Technology has played a key role in the financial services industry. Today, however, a number of new and rapidly accelerating trends are emerging that promise to usher in an entirely new paradigm. Information technology can no longer simply be an ‘add on’ at the periphery in financial markets but rather must be deeply embedded at its core.

Having understood the pivotal role played by technology in creating efficient markets, stakeholders have taken constructive initiatives in the recent past to employ advance technology to the local financial market. Within such a framework, we will be educating our investors on ‘online trading’.

We want investors to have reasonable expectations about the possible success of their online trading awhile considering the risks as well as the rewards of employing these promising new investing facilities. Given below are basics of online trading.


What is online trading?

Generally, online trading refers to buying and selling securities via the Internet or other electronic means such as wireless access, touch-tone telephones and other form of new technology.

With online trading, customers access a stockbroker firm’s website through their regular Internet service provider. Once there, customers may consult information provided on the website and log into their accounts to place orders and monitor account activity. Some systems even offer basic technical analysis techniques which could be employed when making investment decisions.

A stockbroker firm would provide you online trading facilities when you open an account with them. However, certain companies might provide this service based on the capital invested.    


Aren’t online investing and day trading the same?

No. Online investing refers to the method of placing orders via the Internet to buy and sell securities as compared to the method of placing orders by speaking directly with an investment advisor by telephone. Day trading refers to a trading strategy where an individual buys and sells the same security in a short period of time (often the same day) in an attempt to profit from small movements in the price of the security.  




Online trading does not impose a particular strategy for investment




Is there a brokerage fee involved or do I bypass the broker completely?
All trades involve a stockbroker firm even if a stockbroker doesn’t directly help with the trade. Although customers may enter orders for trades via the Internet on their own, customers do not have direct access to the securities markets and therefore, must go through the firm.



Is my order executed immediately?
Orders entered electronically are usually executed quickly. However, there is no assurance that this will always occur. Investors should be aware that high trading volumes can cause delays in executions. Different firms offer different levels of access and system sophistication. The speed of the Internet service provider used by an investor may also have an effect on order transmittal and execution.  

Timing in execution of orders may also be impacted by market volume, order queues at market centres, possible delays in order transmissions by brokers and other system issues. As stated earlier, the system used by a licensed stockbroker is more sophisticated than the system used by an investor. Thus, it might have an effect on the speed of execution. And if an investor is keen on getting a specific quantity at a specific price or intend to trade with large volumes, it is always best to go through your investment advisor directly.



What are the advantages of online trading?
  • Personalization
Online trading does not impose a particular strategy for investment.
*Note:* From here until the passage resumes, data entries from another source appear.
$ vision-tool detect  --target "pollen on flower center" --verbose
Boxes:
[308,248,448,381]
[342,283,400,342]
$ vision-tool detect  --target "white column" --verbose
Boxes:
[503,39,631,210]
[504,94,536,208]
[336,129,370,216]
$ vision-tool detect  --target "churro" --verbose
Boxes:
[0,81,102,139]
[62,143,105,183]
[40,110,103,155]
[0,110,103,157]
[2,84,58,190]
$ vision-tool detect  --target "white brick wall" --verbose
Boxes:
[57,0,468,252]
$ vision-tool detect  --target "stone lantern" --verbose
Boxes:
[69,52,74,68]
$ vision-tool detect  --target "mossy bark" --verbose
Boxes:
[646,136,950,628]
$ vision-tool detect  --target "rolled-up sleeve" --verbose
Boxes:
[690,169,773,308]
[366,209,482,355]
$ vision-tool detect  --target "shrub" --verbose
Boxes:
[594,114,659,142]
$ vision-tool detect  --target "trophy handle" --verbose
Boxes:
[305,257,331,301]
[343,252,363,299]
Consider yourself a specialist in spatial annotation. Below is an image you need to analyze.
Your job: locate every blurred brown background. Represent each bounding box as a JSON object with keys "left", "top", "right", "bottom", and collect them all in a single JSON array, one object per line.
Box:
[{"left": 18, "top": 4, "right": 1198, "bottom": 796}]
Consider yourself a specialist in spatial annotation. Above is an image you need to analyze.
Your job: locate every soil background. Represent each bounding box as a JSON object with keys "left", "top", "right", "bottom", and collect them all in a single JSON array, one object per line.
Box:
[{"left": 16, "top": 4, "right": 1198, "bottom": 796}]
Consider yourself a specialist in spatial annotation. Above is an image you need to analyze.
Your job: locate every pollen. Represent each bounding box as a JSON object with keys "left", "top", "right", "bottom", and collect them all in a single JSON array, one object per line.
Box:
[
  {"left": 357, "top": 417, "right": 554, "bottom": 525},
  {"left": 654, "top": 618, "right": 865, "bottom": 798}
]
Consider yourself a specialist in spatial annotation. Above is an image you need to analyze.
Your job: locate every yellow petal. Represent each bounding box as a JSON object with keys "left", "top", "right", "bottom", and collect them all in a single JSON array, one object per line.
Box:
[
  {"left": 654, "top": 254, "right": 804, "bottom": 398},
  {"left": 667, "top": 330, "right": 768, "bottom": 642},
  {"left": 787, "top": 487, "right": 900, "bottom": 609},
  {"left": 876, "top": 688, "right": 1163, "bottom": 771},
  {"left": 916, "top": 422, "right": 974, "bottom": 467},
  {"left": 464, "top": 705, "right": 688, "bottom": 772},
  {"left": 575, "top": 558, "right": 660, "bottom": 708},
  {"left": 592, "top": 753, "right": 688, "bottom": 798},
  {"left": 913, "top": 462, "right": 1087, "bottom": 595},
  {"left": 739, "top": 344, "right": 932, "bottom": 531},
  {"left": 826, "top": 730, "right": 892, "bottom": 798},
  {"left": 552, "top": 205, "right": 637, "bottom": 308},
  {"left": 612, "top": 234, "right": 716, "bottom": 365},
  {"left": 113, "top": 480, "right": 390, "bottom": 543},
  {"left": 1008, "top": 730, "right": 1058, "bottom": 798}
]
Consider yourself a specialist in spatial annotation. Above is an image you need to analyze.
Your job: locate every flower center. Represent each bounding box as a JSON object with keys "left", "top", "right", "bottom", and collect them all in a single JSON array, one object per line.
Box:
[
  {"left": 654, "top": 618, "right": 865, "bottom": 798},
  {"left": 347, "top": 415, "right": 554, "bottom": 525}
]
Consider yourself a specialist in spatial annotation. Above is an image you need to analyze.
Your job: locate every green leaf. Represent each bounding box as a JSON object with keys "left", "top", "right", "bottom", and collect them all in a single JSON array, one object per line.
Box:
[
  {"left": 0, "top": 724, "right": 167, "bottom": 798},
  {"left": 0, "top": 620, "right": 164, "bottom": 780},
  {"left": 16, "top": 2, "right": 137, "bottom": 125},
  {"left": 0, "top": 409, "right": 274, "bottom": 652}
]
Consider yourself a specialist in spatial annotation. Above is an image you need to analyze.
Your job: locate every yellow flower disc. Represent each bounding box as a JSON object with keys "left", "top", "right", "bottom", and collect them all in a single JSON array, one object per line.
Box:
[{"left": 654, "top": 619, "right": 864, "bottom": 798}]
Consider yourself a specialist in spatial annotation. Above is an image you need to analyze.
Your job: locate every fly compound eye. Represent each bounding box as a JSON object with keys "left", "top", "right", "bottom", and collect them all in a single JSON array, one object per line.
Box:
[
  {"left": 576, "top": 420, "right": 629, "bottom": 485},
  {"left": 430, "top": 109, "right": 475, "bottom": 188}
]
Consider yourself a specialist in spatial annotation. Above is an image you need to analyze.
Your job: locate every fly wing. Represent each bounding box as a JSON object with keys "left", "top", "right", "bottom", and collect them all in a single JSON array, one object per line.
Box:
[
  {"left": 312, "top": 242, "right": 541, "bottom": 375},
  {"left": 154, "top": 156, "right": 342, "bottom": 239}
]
This means that as an investor, you are solely, personally responsible for the success or failure of your own investments. But it also means that you can take whatever approach you deem appropriate without any pressure from a broker. However, it is always recommended that investors consult their advisor and get his views before making an investment decision.

  •  Convenience and control
An important part of being able to take personal responsibility for your investments is to be able to carefully control how and when trades are made. Traditionally, you would need to call or visit your broker, sometimes needing to set up a meeting, simply to be able to arrange a trade. By giving you complete access to your investment portfolio through a web portal, online brokers provide you the opportunity to make trades, check prices or make other changes from anywhere around the world.